Snakemake workflow to process WGS sequencing data from MGI Instrument
To run this analysis, a couple of dependencies need to be met:
- python ≥ 3.8
- snakemake ≥ 5.22.1
- Singularity ≥ 3.7
In addition, the template.cfg
needs to be modified to your individual
data.

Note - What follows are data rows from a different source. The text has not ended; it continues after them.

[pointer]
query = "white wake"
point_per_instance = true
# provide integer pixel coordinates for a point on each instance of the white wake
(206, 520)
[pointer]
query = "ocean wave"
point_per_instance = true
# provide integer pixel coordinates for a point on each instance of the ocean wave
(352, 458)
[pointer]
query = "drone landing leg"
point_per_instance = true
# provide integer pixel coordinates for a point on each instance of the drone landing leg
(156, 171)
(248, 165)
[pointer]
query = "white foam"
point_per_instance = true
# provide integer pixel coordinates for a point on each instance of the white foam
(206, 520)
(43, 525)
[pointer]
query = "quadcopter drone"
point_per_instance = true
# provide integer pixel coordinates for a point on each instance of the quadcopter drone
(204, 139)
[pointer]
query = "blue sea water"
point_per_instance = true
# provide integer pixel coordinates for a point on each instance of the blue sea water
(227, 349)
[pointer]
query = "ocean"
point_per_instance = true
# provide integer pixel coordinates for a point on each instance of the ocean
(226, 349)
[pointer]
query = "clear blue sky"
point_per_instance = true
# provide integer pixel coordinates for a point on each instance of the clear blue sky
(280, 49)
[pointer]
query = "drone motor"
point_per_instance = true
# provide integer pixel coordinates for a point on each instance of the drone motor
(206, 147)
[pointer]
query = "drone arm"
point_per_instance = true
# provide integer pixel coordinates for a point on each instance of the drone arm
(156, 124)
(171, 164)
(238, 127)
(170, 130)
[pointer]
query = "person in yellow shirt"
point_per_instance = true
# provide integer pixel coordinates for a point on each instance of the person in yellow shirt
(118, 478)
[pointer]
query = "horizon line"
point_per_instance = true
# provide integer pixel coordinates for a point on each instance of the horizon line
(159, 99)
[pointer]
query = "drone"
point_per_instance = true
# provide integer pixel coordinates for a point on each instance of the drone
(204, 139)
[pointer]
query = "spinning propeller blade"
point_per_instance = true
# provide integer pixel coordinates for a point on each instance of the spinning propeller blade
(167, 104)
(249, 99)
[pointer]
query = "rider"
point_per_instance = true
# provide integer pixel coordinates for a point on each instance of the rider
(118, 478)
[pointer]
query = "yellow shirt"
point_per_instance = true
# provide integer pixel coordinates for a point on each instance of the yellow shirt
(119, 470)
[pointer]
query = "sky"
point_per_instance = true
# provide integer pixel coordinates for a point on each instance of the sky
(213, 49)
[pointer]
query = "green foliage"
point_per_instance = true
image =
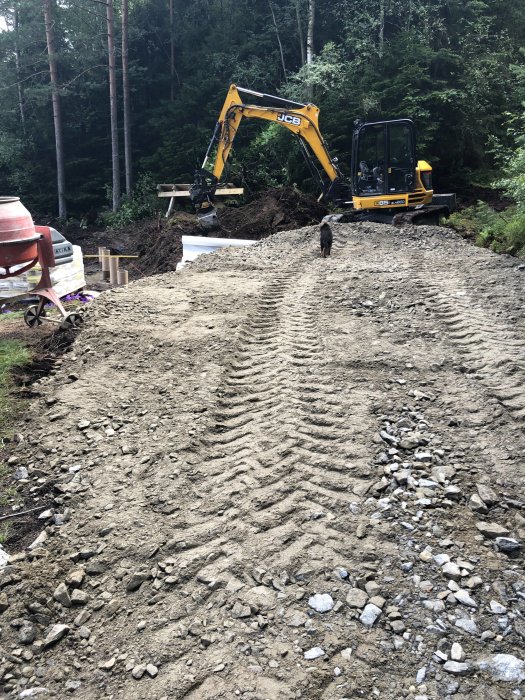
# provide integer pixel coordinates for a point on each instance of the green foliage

There are comments in the file for guidance. As an example, one
may check the test.cfg
. The used reference file should be indexed both
with samtools
and bwa-mem2
. For detailed instructions on how to prep
the reference, please refer to the section Prep reference. There are
also suitable files available at
https://console.cloud.google.com/storage/browser/genomics-public-data/resources/broad/hg38/v0
.
The workflow may be started doing something like this:
snakemake \
-s main.smk \
--configfile test.cfg \
--use-singularity \
--singularity-args " --cleanenv --bind /Path/to/data/and/references"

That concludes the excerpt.